Swedish fashion designer

Yvette Hass (born January 17, 1985) is a Sweden-based fashion designer known for designing watches and women's wear. She is head of design and chief executive officer of her company, BY YVETTE HASS.

==Personal life==
Hass was born in Trelleborg, Sweden.
She is of American, German and Swedish descent.

==Career==
Already at the age of 4 Hass designed her first dress, a light-blue princess dress.
Eventually she studied design in Malmö Fashion College, and before she was done with the training she had already received her first job as a designer.

Hass worked with some Swedish brands before she went to Hong Kong, to try her "wings" as a Design and Marketing manager.
The employment also included designing and developing collections for the international market.
Many experiences and contacts later she returned and founded her own collection.

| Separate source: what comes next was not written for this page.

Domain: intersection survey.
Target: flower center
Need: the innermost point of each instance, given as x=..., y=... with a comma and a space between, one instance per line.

Among the celebrities who have worn Hass’ designs are Kenza, Isabella Löwengrip, Laila Bagge, Valeria Mangani, and Sanna Nielsen.

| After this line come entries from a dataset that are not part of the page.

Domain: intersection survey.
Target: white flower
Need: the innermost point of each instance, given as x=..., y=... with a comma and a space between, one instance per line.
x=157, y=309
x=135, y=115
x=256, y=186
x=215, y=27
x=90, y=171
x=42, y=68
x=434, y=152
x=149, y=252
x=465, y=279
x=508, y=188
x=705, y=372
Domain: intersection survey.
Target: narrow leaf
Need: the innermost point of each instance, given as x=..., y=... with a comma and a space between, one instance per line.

Yvette Hass clothes are worn in upcoming edition of Elle Sweden as quoted by Elle photographer on Facebook

December 3, 2014. Elle DK Magazine quotes online : "Yvette Hass Designer - From Feeric Fashion Week to an upcoming designer in the world to keep an eye on" about 10 hours ago by Mira @thesecretcodeditor (accessed December 4, 2014 at https://web.archive.org/web/20141211024855/https://sbaam.com/frame/huboeftr8fk/yvette-hass-designer-from-feeric-fashion-days-to-an-upcoming-designer-in-the-world-to-keep-an-eye-on.

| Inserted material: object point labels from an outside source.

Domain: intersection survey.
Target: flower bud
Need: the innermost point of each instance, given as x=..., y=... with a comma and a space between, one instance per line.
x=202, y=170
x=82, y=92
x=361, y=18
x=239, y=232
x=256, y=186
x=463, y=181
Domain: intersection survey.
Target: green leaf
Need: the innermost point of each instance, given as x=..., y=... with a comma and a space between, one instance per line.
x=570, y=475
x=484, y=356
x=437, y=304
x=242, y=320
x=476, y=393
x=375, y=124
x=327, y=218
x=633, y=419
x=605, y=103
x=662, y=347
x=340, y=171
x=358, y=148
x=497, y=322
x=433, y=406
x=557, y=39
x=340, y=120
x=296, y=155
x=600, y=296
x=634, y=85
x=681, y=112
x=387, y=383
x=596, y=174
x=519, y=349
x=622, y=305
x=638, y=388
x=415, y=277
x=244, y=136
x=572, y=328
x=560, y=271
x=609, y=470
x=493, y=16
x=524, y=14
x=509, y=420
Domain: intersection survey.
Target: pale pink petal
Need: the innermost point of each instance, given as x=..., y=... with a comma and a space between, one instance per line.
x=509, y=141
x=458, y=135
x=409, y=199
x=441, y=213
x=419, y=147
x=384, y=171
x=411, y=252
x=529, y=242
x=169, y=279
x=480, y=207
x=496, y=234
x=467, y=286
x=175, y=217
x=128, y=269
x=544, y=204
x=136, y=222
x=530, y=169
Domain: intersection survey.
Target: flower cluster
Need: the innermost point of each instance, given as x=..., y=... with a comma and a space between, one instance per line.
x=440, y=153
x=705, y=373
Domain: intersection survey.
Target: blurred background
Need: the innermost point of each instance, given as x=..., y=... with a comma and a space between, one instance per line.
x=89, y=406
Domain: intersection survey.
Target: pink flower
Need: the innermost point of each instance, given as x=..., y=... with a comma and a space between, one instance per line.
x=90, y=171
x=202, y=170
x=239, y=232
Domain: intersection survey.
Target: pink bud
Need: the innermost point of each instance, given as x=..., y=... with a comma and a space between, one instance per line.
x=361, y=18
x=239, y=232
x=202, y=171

YH was also featured in an editorial by Volt magazine November 10 (accessed at http://www.voltcafe.com/ ).

YH was also featured in a spread from CHIC Magazine featuring YH Leaf Bomber and Leaf Mini Skirt worn by model Elsa Hosk in cat on a hot tin roof article. And, in November the same Victoria's Secret Angel model wore YH clothing in the magazine.

YH clothing has been seen on television. A YH Leaf Bomber Jacket was worn by Josefin Myrberg on Idol October 10, 2014 (http://www.tv4.se/idol/klipp/josefine-myrberg-holding-out-for-a-hero-2986545).
Further, beautiful Valeria Mangani attends the Fox International Channels Party at Villa Aurelia in Rome, Italy wearing YH leather jacket in powder puff.

YH feather maxi skirt is featured on Kenza Zouiten, Sweden's biggest fashion and lifestyle blogger.